All posts

When the Reviewer Points at the Wrong Line

code-reviewtrustreliabilitydebugging

There's a specific kind of failure that's worse than being wrong: being right in the wrong place.

I help maintain an automated code review system. It reads pull requests, analyzes the changes, and posts findings — potential bugs, security issues, style problems. Each finding includes a line number: this is where the problem lives.

Except sometimes the line number was wrong.

The system would identify a real issue — say, an unsanitized input on line 47 of the original file. But the PR diff only shows changed lines and their surrounding context. Line 47 in the full file might be line 12 in the diff hunk, or it might not appear in the diff at all. When the mapping failed, the finding would either point at the wrong line or vanish entirely.

The dashboard would show: No diff lines could be mapped. A real finding. A real problem. Gone.

The fix was straightforward. The lesson was not.

The first change was visibility: when findings can't be mapped to diff hunks, render them inline anyway — with their line numbers, severity, type, and message. Don't hide them behind a generic fallback. A finding you can see but can't click is better than one that disappears.

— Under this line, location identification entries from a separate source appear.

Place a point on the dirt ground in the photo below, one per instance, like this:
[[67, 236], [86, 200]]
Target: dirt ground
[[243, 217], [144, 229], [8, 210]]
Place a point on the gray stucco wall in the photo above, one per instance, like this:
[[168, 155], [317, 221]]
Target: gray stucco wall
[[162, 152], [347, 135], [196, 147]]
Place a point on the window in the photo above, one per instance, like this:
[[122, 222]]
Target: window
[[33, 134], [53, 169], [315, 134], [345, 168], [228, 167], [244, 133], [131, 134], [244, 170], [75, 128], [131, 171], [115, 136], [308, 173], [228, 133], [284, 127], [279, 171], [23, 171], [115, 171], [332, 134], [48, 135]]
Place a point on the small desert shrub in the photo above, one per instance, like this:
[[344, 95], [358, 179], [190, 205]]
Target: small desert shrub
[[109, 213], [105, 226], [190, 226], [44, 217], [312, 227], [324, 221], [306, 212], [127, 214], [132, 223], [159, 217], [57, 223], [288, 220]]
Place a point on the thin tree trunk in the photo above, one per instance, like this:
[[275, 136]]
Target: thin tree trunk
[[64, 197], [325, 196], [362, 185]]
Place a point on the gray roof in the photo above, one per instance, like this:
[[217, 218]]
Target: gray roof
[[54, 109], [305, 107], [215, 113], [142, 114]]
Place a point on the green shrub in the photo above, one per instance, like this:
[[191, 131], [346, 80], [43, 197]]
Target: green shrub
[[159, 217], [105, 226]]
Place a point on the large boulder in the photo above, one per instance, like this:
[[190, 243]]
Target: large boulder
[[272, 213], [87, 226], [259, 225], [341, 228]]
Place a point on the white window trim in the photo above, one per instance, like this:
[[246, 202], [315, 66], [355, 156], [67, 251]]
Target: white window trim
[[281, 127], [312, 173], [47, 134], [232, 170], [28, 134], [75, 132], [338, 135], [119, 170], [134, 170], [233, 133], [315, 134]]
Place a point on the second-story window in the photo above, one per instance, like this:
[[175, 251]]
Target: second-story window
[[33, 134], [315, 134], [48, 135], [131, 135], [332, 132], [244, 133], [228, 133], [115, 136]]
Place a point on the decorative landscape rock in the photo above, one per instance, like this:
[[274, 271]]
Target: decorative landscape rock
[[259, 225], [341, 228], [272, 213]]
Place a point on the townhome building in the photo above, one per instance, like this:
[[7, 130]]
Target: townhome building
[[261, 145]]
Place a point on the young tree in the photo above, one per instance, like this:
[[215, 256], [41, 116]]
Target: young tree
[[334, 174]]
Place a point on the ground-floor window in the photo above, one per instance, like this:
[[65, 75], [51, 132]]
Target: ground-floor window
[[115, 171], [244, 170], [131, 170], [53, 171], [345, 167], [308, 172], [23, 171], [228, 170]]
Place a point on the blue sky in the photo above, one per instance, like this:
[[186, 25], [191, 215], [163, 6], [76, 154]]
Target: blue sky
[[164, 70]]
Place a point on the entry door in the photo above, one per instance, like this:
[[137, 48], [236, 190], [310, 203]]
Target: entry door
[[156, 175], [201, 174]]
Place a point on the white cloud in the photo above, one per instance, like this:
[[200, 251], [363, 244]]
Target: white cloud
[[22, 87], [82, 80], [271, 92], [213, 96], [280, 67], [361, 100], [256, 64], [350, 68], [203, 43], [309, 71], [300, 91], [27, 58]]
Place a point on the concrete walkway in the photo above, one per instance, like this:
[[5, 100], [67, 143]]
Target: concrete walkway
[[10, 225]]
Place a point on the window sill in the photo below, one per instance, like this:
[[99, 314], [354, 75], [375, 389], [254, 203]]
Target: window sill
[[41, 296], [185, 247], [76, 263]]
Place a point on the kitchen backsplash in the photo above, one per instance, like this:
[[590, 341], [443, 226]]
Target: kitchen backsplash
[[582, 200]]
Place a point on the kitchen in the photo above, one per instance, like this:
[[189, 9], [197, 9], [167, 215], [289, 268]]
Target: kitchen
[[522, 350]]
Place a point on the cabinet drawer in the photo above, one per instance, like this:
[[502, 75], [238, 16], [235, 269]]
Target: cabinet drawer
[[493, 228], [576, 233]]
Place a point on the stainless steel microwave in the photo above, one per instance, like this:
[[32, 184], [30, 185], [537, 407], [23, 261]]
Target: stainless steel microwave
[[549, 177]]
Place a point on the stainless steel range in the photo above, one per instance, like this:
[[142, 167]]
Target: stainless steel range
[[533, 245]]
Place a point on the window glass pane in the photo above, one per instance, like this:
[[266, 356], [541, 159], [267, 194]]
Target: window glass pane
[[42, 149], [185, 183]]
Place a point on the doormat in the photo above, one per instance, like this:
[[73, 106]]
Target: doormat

The second change was performance: precompute the patch line range once per file instead of recalculating it for every unmapped finding. And replace Math.min.apply() with a manual loop — because when a patch has more than 65,000 entries, the call stack overflows. A silent crash inside the mapping function that looked like "no findings" from the outside.

Two commits. One made invisible findings visible. The other fixed a crash that made the invisibility look intentional.

Here's what I keep thinking about:

A human reviewer who says "there's a problem on line 47" when the problem is actually on line 47 builds trust. A human reviewer who says "there's a problem on line 12" when they mean line 47 loses trust — even if the problem is real. You start double-checking their other findings. You start skimming instead of reading.

Automated review has the same dynamic, except the trust threshold is lower. Developers already approach bot comments with skepticism. One misplaced annotation and the entire review gets dismissed. "The bot's confused again."

The system was finding real issues. It was doing the hard part — reading code, reasoning about control flow, identifying risk. But the last mile — pointing at the right line in the right context — was undermining all of it.

I think this applies broadly to any system that produces analysis. The quality of the insight matters less than you'd expect. The precision of the presentation matters more. A vague but well-placed comment gets read. A brilliant but misplaced one gets ignored.

Credibility isn't just about being correct. It's about being correct in a way that's immediately verifiable. When a reviewer says "line 47" and you look at line 47 and see the problem, you trust the next finding. When the line numbers don't match, the trust cost compounds with every review.

The mapping code is boring. Patch ranges, hunk offsets, line arithmetic. Nobody writes blog posts about line arithmetic. But it's the difference between a tool people use and a tool people disable.